Machine translation is the term given when a computer program translates one language to another. Many existing translation systems have been developed to deal with translation between a specified set of languages (usually only one language pair) and operate with a particularly restricted vocabulary. These work well particularly when they have restricted vocabulary.
To write a machine translation program someone needs to know all the rules that govern the way the languages work. These rules are then written into the logic of the programming code. The machine then goes away and, following these rules, produces a translation. Such programs are expensive to develop because they use the time and expertise of skilled linguists and computer experts.
Machine translation works well where:
- there is a big enough commercial market to make a profit and
- the language is well defined by linguists
Unfortunately these two factors do not apply to most Bible translation projects which is why the BFBS LC team do not do machine translation of this type.
THE BFBS LC APPROACH
The team do not write machine translation programs because they are working with many languages, and often the languages they work with are not fully analysed.
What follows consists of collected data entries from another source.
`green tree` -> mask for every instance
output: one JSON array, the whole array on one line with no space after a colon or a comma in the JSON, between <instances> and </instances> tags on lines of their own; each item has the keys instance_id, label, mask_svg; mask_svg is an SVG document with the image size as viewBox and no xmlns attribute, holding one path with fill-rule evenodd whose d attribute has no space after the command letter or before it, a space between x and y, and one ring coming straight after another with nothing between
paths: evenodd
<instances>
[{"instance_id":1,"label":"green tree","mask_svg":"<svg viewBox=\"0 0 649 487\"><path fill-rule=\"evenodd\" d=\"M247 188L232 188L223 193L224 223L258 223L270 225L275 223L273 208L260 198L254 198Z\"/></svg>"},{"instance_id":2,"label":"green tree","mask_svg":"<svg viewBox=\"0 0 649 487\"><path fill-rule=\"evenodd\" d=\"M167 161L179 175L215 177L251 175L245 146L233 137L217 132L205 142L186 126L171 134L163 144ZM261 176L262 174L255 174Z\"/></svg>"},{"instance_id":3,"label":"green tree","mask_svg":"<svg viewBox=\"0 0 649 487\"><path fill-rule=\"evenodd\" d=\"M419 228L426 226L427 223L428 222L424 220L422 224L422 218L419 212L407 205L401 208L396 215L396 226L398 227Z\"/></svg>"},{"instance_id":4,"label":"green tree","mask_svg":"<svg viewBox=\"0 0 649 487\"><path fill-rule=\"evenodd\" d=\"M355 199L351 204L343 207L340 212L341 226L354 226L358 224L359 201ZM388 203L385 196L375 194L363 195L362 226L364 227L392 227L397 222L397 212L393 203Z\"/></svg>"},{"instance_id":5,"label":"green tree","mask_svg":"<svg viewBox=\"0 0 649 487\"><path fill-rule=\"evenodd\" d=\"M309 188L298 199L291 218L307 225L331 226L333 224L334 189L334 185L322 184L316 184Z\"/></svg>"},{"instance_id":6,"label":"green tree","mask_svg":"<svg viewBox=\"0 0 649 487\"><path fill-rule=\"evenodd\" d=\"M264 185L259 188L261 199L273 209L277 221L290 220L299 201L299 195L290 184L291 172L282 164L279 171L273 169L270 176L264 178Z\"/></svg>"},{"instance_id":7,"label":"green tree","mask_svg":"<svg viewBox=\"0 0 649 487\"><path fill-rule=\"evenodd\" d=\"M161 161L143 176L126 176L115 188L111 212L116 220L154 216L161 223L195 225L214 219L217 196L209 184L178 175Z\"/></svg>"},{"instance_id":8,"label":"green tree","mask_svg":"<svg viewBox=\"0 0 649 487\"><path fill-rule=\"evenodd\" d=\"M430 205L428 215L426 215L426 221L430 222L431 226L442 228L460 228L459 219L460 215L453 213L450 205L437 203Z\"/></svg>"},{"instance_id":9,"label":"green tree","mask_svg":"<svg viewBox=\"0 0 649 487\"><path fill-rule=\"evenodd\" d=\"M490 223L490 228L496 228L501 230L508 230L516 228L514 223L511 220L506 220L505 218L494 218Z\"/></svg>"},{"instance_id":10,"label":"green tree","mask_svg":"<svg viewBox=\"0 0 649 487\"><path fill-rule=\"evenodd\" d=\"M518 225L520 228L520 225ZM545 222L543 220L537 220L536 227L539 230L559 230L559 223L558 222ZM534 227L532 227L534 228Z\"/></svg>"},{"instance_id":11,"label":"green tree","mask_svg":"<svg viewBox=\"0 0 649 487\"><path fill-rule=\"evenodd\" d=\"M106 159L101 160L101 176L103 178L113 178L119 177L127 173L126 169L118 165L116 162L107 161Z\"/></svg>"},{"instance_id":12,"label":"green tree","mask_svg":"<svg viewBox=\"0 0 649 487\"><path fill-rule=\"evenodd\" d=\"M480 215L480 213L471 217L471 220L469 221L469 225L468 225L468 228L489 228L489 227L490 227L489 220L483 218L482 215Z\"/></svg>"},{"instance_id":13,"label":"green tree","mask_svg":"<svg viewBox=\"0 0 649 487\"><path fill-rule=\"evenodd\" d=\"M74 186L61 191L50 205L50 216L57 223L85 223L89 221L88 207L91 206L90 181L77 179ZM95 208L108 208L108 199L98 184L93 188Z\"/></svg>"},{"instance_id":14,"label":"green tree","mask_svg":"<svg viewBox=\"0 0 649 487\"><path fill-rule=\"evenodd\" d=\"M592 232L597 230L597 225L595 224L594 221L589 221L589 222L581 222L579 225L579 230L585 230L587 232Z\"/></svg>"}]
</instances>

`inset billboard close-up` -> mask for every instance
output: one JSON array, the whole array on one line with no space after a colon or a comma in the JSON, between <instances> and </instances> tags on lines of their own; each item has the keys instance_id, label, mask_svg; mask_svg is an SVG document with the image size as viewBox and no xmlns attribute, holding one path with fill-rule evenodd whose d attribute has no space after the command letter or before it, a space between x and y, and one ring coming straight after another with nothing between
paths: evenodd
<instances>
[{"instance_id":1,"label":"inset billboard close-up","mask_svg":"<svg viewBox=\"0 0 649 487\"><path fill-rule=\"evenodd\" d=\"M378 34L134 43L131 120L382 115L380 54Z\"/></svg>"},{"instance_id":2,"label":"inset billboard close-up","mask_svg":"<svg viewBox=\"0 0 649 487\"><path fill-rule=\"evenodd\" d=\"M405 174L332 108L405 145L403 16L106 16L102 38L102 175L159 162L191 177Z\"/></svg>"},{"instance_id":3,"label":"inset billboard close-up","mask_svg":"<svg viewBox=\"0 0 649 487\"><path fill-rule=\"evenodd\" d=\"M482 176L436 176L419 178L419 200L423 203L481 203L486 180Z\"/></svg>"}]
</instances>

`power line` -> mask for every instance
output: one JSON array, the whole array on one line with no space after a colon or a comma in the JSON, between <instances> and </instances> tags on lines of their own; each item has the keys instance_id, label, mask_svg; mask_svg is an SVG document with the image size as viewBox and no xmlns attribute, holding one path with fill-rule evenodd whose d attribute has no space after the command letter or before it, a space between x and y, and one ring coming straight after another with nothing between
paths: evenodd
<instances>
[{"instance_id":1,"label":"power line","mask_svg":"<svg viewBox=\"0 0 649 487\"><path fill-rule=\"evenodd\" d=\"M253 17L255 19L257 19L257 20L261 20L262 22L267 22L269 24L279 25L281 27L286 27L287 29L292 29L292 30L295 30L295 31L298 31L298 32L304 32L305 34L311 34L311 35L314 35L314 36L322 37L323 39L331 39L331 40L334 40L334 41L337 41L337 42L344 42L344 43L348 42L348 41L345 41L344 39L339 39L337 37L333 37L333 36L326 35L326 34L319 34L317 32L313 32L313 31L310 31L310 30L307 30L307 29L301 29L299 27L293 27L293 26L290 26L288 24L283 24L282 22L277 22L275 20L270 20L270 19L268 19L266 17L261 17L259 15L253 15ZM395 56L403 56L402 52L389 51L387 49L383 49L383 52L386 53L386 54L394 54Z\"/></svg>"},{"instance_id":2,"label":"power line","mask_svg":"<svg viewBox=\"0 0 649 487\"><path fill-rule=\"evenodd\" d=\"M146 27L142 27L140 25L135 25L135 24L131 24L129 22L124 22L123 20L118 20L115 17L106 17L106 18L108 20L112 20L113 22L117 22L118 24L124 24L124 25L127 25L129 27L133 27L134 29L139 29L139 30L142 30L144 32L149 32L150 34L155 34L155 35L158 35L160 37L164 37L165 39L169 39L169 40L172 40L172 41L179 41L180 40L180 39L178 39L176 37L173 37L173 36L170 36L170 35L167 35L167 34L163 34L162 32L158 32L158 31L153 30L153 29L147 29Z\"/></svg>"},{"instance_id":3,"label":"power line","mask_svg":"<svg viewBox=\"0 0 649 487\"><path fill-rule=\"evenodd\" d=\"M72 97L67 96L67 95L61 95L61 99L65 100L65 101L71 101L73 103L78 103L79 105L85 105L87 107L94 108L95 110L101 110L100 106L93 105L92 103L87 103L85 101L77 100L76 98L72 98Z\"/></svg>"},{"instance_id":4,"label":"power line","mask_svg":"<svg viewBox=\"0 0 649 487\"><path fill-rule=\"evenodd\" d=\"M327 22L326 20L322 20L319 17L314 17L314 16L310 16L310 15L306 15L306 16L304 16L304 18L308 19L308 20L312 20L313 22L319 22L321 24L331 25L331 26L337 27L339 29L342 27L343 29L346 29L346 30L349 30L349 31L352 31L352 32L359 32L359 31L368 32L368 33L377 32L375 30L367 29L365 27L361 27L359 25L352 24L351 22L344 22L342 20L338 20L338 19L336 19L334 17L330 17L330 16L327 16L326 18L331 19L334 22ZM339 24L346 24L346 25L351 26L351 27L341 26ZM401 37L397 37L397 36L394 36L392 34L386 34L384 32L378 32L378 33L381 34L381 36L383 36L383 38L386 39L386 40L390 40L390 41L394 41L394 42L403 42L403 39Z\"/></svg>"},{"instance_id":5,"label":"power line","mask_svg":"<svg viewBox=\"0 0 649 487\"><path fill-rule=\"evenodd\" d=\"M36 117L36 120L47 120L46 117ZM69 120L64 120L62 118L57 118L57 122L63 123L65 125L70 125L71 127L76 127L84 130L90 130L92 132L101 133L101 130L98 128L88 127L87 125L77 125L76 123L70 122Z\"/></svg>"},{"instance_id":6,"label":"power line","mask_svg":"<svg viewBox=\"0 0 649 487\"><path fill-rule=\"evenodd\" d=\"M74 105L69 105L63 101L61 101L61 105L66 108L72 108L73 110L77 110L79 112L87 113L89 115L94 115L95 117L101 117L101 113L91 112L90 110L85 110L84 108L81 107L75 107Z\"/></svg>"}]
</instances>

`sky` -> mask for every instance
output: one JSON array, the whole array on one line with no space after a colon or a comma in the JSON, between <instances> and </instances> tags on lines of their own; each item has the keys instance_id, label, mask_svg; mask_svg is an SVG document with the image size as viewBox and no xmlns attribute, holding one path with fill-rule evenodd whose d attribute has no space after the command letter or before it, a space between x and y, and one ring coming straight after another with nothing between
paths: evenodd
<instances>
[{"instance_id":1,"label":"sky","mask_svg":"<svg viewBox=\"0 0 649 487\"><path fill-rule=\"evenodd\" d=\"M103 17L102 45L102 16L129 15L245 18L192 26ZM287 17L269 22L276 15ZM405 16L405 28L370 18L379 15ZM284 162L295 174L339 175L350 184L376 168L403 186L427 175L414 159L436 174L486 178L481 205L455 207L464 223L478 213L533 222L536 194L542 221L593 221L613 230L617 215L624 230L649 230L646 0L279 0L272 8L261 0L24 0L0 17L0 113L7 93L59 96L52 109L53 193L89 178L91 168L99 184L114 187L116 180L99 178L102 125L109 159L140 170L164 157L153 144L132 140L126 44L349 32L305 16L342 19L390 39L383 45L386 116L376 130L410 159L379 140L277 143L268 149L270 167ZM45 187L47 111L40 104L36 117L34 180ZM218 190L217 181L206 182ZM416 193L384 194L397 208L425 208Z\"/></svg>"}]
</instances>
Instead we start with no rules because we probably don't know the language concerned. However we have a large text and vocabulary, probably a Bible.
The task for the machine is to analyse that text and from that analysis derive the rule set that governs the working of that language. Once the rule set has been identified the machine can then learn from it and apply those rules to further analysis of the language.
The advantage of the approach is that the need for the involvement of the language speaker is much reduced. It is machine based and therefore totally consistent (unlike the language speaker) and it can be applied to minority languages which do not benefit from vibrant economies which can afford to finance large projects. The benefits of this approach are the ability to harness the power and patience of modern computers to the task of analysis and to produce objective analysis of highly complex structures.
Like any child learning a language, the learning machine must have exposure to the target language. In the restricted context in which we are working this means having access to a text, usually biblical. Of course the text may be incomplete and it is a limitation of any learning process, human or artificial, that the wider the exposure to the target data the more coherent and complete will be the analysis. It is implicit to such an approach that before any attempt at generating a translation can be made, an adequate analysis of the target language must be derived.
Amongst the problems is the recognition that anyone, human or computer, learning something as complex as a natural language may make mistakes. The role of the LC team is to develop systems which are not only heuristic but ultimately self-validating with the ability to correct and enhance their own results as the analysis proceeds.